Tennisturnier in fudschaira wegen drohnenangriff abgebrochen
Mitten im Match, mitten im Krieg. Das ATP-Challenger-Turnier im emiratischen Fudschaira wurde am Dienstag nach nur zwei gespielten Begegnungen abgebrochen, nachdem Trümmer einer abgeschossenen Drohne ein Ölfeld in Brand setzten – keine 15 Kilometer von der Anlage entfernt. Der Rauch war sichtbar. Der Lärm überfliegender Kampfjets war nicht zu überhören. Und plötzlich war Tennis das Unwichtigste auf der Welt.
Spieler per lautsprecher in sicherheit gewiesen
Die Turnierleitung reagierte schnell. Alle 13 noch angesetzten Matches des Tages wurden ausgesetzt, die Spieler, die sich noch auf den Plätzen befanden, wurden über Lautsprecherdurchsagen aufgefordert, sofort umliegende Gebäude aufzusuchen. Kein geordneter Rückzug, kein geplantes Prozedere – das war Notfallmanagement in Echtzeit.
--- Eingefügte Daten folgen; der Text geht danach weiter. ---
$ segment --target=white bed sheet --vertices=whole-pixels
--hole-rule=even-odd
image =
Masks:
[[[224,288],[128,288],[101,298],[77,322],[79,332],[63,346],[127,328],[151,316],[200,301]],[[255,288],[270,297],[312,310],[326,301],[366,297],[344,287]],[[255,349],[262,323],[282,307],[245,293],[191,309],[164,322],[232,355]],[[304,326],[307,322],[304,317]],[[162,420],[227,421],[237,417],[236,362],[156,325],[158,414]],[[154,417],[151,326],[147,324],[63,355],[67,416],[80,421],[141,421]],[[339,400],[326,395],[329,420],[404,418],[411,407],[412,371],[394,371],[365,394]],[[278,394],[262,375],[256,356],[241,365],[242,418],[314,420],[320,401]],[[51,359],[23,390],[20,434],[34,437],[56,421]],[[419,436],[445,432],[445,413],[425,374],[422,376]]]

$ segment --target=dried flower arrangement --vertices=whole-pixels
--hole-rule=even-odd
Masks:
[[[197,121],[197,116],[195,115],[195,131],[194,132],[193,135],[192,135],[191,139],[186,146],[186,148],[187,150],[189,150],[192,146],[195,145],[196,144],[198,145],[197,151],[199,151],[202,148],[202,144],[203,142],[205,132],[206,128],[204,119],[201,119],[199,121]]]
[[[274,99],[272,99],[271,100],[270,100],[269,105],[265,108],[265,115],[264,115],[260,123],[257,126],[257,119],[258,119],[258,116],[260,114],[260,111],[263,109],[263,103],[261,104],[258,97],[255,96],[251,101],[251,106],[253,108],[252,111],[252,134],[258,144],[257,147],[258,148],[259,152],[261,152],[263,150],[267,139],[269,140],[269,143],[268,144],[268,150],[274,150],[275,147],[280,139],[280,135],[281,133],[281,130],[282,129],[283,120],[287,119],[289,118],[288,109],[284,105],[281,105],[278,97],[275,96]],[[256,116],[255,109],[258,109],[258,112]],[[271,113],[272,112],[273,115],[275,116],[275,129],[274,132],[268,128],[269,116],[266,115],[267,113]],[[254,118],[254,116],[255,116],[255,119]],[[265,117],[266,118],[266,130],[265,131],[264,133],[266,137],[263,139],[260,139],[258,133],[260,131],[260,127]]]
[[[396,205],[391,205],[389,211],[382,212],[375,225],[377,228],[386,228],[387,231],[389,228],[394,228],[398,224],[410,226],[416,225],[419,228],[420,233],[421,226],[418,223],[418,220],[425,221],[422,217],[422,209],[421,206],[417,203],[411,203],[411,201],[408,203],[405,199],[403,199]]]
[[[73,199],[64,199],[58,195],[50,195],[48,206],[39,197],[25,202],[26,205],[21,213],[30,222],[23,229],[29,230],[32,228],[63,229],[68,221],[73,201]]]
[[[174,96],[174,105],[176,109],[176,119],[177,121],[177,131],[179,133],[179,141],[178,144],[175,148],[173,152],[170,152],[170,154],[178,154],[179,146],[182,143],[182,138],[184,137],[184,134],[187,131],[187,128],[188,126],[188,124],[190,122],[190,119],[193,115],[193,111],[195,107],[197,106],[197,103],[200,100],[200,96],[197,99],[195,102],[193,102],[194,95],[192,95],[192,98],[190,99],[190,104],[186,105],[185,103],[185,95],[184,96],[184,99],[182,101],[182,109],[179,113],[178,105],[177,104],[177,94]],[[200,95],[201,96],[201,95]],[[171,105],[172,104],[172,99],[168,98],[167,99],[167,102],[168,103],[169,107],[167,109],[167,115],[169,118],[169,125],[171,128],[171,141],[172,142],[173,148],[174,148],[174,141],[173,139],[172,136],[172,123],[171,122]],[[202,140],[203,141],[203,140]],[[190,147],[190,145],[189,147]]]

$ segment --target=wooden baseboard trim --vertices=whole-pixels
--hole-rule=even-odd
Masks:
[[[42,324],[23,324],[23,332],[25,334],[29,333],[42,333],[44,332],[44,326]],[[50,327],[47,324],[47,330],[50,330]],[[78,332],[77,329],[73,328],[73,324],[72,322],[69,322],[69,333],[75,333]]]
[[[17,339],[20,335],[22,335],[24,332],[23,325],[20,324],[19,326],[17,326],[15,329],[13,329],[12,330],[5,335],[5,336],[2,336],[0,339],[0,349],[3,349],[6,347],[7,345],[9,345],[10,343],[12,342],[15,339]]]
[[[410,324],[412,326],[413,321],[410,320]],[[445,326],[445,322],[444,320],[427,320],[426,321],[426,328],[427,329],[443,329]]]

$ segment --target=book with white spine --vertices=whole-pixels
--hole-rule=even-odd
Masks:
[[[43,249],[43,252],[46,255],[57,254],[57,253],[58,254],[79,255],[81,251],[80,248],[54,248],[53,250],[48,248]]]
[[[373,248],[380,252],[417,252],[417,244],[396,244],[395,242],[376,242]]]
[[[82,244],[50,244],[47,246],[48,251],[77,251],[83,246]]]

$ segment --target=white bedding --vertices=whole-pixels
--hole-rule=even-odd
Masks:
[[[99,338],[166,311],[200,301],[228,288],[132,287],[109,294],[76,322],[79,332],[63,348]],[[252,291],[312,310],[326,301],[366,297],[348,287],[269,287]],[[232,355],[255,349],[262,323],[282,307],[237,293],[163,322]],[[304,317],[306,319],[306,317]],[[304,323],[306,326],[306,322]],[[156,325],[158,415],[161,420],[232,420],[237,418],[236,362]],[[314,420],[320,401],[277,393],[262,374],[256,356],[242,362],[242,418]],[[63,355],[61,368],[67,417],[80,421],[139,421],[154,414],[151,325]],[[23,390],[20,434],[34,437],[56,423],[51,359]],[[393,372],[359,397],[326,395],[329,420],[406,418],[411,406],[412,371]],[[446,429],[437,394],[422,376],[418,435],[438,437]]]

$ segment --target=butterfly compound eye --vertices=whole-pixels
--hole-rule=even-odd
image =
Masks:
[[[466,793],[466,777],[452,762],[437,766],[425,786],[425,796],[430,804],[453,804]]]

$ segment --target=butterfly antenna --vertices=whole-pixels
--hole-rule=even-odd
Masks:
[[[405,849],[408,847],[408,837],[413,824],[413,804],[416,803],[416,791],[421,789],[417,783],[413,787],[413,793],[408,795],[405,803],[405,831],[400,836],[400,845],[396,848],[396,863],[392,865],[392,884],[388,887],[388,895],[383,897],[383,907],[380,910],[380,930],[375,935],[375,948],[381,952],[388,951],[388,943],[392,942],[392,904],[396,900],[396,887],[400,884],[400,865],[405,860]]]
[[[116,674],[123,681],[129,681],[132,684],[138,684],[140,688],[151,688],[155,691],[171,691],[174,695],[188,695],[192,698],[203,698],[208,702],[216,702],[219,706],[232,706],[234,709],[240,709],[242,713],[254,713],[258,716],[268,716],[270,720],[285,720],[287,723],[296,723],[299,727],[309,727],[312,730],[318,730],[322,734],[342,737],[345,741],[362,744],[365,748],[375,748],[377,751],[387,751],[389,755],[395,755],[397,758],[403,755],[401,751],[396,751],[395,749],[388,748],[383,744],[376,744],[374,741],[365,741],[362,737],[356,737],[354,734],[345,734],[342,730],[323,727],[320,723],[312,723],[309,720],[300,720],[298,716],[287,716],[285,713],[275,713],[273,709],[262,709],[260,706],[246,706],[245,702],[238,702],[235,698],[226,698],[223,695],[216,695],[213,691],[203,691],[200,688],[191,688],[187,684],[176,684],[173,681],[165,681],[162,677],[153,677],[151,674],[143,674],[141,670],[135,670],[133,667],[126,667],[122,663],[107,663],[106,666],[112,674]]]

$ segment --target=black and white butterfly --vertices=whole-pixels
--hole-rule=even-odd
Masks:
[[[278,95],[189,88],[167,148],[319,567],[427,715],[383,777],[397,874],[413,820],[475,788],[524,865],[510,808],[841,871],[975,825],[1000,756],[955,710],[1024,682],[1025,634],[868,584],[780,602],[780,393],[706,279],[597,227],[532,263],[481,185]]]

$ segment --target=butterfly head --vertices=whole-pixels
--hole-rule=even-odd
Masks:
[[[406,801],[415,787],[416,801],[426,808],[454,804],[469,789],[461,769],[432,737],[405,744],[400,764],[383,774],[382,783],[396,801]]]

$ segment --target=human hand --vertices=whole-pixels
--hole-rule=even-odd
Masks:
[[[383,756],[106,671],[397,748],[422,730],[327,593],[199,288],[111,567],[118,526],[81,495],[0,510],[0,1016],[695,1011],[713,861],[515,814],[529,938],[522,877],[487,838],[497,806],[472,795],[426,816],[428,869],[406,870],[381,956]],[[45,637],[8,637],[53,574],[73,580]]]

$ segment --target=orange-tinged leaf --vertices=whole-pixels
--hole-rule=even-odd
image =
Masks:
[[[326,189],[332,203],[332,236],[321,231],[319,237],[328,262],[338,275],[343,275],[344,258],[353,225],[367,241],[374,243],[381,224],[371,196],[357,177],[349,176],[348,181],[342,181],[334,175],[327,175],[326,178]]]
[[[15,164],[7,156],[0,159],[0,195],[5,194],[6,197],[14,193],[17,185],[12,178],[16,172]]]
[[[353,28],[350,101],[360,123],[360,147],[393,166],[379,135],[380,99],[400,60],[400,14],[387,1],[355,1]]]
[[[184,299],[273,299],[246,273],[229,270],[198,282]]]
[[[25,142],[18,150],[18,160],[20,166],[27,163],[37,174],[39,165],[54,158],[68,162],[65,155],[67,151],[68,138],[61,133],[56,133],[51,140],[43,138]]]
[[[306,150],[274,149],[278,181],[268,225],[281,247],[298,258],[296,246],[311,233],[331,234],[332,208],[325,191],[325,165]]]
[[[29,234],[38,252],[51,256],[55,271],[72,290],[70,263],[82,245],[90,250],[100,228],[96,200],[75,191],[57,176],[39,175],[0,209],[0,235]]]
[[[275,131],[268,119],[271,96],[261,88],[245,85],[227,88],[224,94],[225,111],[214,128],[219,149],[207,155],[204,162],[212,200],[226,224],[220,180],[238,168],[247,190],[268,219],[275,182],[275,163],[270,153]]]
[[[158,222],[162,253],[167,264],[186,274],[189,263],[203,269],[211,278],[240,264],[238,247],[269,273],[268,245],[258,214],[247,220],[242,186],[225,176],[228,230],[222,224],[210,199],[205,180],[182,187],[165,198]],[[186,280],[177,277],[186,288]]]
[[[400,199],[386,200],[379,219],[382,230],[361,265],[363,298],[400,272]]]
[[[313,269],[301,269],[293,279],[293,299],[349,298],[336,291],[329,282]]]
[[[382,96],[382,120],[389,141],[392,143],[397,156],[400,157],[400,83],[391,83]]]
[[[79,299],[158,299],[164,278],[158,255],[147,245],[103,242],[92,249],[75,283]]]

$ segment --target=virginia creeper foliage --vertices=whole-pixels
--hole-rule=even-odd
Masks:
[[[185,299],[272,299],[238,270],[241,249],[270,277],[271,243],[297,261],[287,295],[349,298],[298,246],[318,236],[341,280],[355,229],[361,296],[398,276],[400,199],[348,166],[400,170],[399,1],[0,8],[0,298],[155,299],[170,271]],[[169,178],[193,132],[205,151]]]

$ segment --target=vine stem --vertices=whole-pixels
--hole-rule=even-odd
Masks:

Der kontext, der alles erklärt
Was sich hier entlud, ist kein isolierter Vorfall. Seit Samstag führen Israel und die USA Angriffe auf den Iran, der seinerseits mit Vergeltungsschlägen gegen mehrere Länder der Region antwortet. Die Vereinigten Arabischen Emirate stehen dabei ausdrücklich auf der Zielliste Teherans. Dass zu Wochenbeginn überhaupt noch gut ein Dutzend Qualifikationsspiele in Fudschaira ausgetragen werden konnten, grenzt im Nachhinein fast an Leichtsinn.
Das Turnier steht damit vor dem endgültigen Aus – und mit ihm die Frage, warum die Veranstalter den Betrieb überhaupt so lange aufrechterhalten haben. Ein brennendes Ölfeld in Sichtweite ist keine Warnstufe mehr. Das ist das Ende des Spielbetriebs.